Editors, writers, and other word people sometimes get into battling about style as if their lives, or at least the fate of the English language, depended on it.
“The Chicago Manual of Style says . . .”
“But according to the Associated Press . . .”
“That’s not true of British English . . .”
And so on and on and on.
Lately, for a writing project, I’ve been reading works published in the U.S. in the 1840s and 1850s. For the record, so far they include Narrative of the Life of Frederick Douglass, (1845); Harriet Beecher Stowe’s Uncle Tom’s Cabin (1852); and Solomon Northup’s Twelve Years a Slave (1853), as well Escape to Freedom, a young adult adaptation of Douglass’s Narrative, and Douglass’s very famous Fourth of July speech from 1852, which I’ve had the honor of reading parts of aloud at an annual performance.
The contemporary editions of all the full-length works retain the style, spelling, and punctuation of the original. While my writer-reader self takes in the content, my copyeditorial self is noting especially the style choices that contemporary U.S. editors might take issue with.
Perhaps my most important takeaway is that I’ve found all of these works, published between 164 and 172 years ago, readily comprehensible. The words I didn’t recognize are still found in English-language dictionaries. With the works of Shakespeare and others of his time — the late 16th century and early 17th — my eyes often drop to the footnotes. Footnotes were neither provided for nor required by this 21st-century reader of these mid-19th-century works.
To be sure, my 21st-century sensibility sometimes got impatient with the flowery style and digressions of Uncle Tom’s Cabin, not to mention some plot implausibilities toward the end, but Stowe’s interwoven stories, her attention to detail, and her acute insight into human nature more than made up for it. Twelve Years a Slave is a page-turner from beginning to end, and the main reason Douglass takes me longer to get through is that I often pause to read passages aloud — a practice I highly recommend, and not just with the Fourth of July speech.
If you’ve read my recent and not-so-recent posts on the subject, you won’t be surprised that my copyeditorial eye paid particular attention to hyphenation. All these works use considerably more hyphens than either Chicago or AP allows, or even the more hyphen-friendly online Oxford (UK version).
Opening Twelve Years a Slave at random, I find work-bench, blood-hound, and half-way on facing pages. Merriam-Webster’s Collegiate (MW) and the UK Oxford have them all solid, one word, no hyphen.

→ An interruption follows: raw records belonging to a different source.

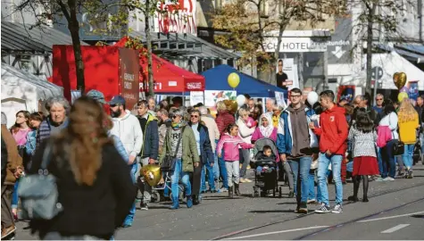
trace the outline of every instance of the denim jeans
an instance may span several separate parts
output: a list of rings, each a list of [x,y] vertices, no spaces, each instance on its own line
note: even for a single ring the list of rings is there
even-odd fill
[[[218,163],[213,163],[213,166],[218,165]],[[215,191],[215,179],[213,175],[213,167],[211,167],[211,162],[209,161],[202,168],[202,190],[206,191],[206,171],[208,172],[208,184],[209,190]]]
[[[245,178],[245,171],[247,170],[247,165],[250,162],[250,149],[238,149],[240,163],[242,163],[240,169],[240,178]]]
[[[149,157],[145,157],[141,159],[141,165],[138,164],[138,170],[141,170],[142,166],[146,166],[149,164]],[[143,202],[145,204],[150,203],[152,201],[152,187],[145,181],[145,189],[143,193],[138,191],[141,194],[141,196],[143,196]]]
[[[405,165],[406,169],[411,169],[412,167],[412,155],[414,147],[415,144],[405,144],[405,151],[403,152],[403,155],[402,156],[402,158],[403,160],[403,164]]]
[[[315,199],[318,203],[322,202],[321,191],[320,189],[320,185],[317,185],[317,195],[315,195],[315,170],[311,170],[309,171],[309,195],[308,199]]]
[[[288,164],[293,171],[293,179],[296,187],[297,204],[308,202],[309,170],[311,170],[312,162],[311,156],[288,160]]]
[[[219,180],[220,179],[220,163],[218,163],[218,155],[216,154],[216,152],[215,152],[215,164],[213,164],[213,178],[215,179],[215,180]]]
[[[240,162],[225,162],[225,167],[227,168],[229,187],[233,187],[233,182],[240,183]]]
[[[378,173],[383,175],[383,155],[381,154],[381,147],[377,147],[377,161],[378,161]]]
[[[331,163],[331,170],[333,172],[333,180],[336,183],[336,204],[343,204],[343,184],[341,178],[343,156],[333,154],[327,156],[325,154],[320,154],[318,160],[318,181],[322,195],[322,203],[329,206],[328,188],[327,187],[327,170]]]
[[[181,182],[186,190],[186,195],[191,195],[191,184],[190,184],[190,173],[183,171],[182,160],[178,159],[175,162],[175,169],[170,176],[170,190],[172,192],[172,200],[173,202],[179,202],[179,178],[181,178]]]
[[[139,176],[137,173],[138,173],[138,163],[137,162],[134,162],[132,165],[131,165],[131,179],[132,179],[132,182],[135,184],[137,182],[137,178]],[[129,213],[127,215],[127,218],[126,220],[128,219],[131,219],[131,220],[134,220],[134,216],[136,215],[136,201],[134,200],[134,203],[132,204],[132,206],[131,206],[131,209],[129,210]]]
[[[383,158],[383,173],[381,178],[386,179],[389,176],[395,179],[396,174],[396,162],[395,162],[395,155],[393,154],[393,145],[395,140],[388,141],[386,146],[382,148],[381,157]]]
[[[222,187],[225,188],[229,188],[229,177],[227,173],[227,168],[225,167],[224,149],[222,149],[221,156],[222,157],[218,158],[218,164],[220,165],[220,177],[222,178]]]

A single page of Uncle Tom’s Cabin offers store-room, linen-presses, and china-closet all in the same sentence. Current English style would make storeroom one word and both linen presses and china closet two.
Aside: For storeroom, Merriam-Webster’s notes the first usage as 1685. It does not note whether that first usage was one word, two, or hyphenated, leaving one to believe that it’s been one word all along. I tend to doubt it. This is one of my pet peeves with MW and one reason I prefer the American Heritage Dictionary. AHD is more likely to offer the hyphenated alternative for words that are indeed styled both ways in good English-language writing.
In Twelve Years a Slave some two-word proper nouns are hyphenated, notably New-York and New-Orleans. The styles I’m familiar with all dispense with the hyphen, probably on the theory that it’s obvious the two words constitute one name. The older style survives in the official name of the New-York Historical Society.
As noted in my earlier “Dash Away, All” post, Chicago style advises an en dash when such an “open compound” is joined to another word, as in New York–Boston train. It’s unlikely that, if only a hyphen were used, anyone familiar with U.S. geography and/or capitalization style would ever read that as a “new York-Boston train,” but I’ve been en-dashing such constructions for almost 40 years so the hyphen just doesn’t look like enough.
Reading Uncle Tom’s Cabin I noticed almost immediately the unusual — to me — styling of contractions. In most cases Stowe and/or the typographer inserted a space between the two words being fused together: I ‘ve, I ‘ll, it ‘s, is n’t, did n’t, there ‘s, and so on. However, in a few cases the contractions are set solid, the way we’d style them today: can’t and an’t. An’t, which we would write ain’t (but never, ever use except in the most colloquial dialogue), contracts either am not or are not; thus it might have been rendered a’ n’t. Quite possibly that failed Stowe’s “it looks funny” test, as it fails mine. And since cannot appears as one word, it makes sense that the contraction can’t would do likewise.
For a semicolon-lover like me, these 19th-century works are a feast. Douglass, Stowe, and Northup were not afraid of long sentences, and for writers of long sentences semicolons are indispensable. Stowe sometimes strings as many as four independent clauses together with semicolons, a practice that would send most U.S. copyeditors screaming for their red pencils (or, more likely, their Track Changes). And Northup writes, of Mistress Epps:
She had been well educated at some institution this side the Mississippi; was beautiful, accomplished, and usually good-humored.
(Are you itching to insert an of after “side”?)
Stowe is very fond of dashes, though not as fond as Emily Dickinson, and often, though by no means always, her dashes are preceded by a comma: “Topsy only thought Eva’s speech something funny and inexplicable,—she did not believe it.” Northup’s aren’t, and neither are Dickinson’s. In the later The Minister’s Wooing (1859) and Oldtown Folks (1869), Stowe was still preceding dashes with commas and even semicolons. Clearly no editor was telling her that this just wasn’t done,—or if they did, she was having none of it.